Politics

Mid-30s casual man to woman: Obama is our modern-day political Jesus Christ. He will save us.

San Francisco, California

Overheard by: babybug

(little boy and mother pass bake sale)
Little boy: I wanna cookie! I wanna cookie! Can we please get a cookie?
Mother: You don’t want those cookies.
Little boy: What’s wrong with them?
Mother: Those are Democrat cookies.

Bake Sale for Obama Campaign
Chicago, Illinois

Overheard by: Jamie

Thug #1: Why the hell are you going all the way to back of the train car? Why don’t we sit in the front like that Martha Stewart woman?
Thug #2: What the fuck are you talking about Martha Stewart?
Thug #1: You know, she stood up for herself on the bus? Wait, who was that? Not Martha Stewart?
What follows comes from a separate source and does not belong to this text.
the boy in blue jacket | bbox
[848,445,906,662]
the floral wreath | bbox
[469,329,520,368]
Orange Line at Downtown Crossing
Boston, Massachusetts

Overheard by: drunkbigirls

Woman #1: The Democrats were bound to lose the House majority, though… Oh, did you hear about David?
Woman #2: What about him?
Woman #1: Well, he recently came out.
Woman #2: Oh my god! As a Democrat?

University of North Texas

Girl in uniform: So when I went to pick up my uniform there were no skirts. So my mom was like “My daughter needs bottoms.”
Friend: That sucks!
Girl in uniform: Yeah, the skirt I’m wearing now belongs to this girl who was deported to Trinidad.

Toronto
Canadia

Overheard by: Myr

Old lady: Look at that cheese–such a pretty color! Like one of Hillary Clinton's pantsuits.

Santa Rita Cantina
Austin, Texas

Overheard by: Katie

Janeane Garofalo incarnate, walking past adult bookstore: What more does a feminist need than dildos and books?

Denver, Colorado

Overheard by: A. N. Cargo

Jewish student, about another: Every time we talk about the holocaust she, like, throws her Jew out and spins a dreidel with it or whatever.

SUNY
Geneseo, New York

Overheard by: Jeni

Black girl to another black girl wearing Obama t-shirt: Girl, what is that on your shirt? Mmmm, Obama is looking all fine up on your chest.

UNC
Greensboro, North Carolina

Girl #1: How come the pigeons don’t die when they hop on that third rail?
Girl #2: Because they’re Dick Cheney’s unholy army of the night.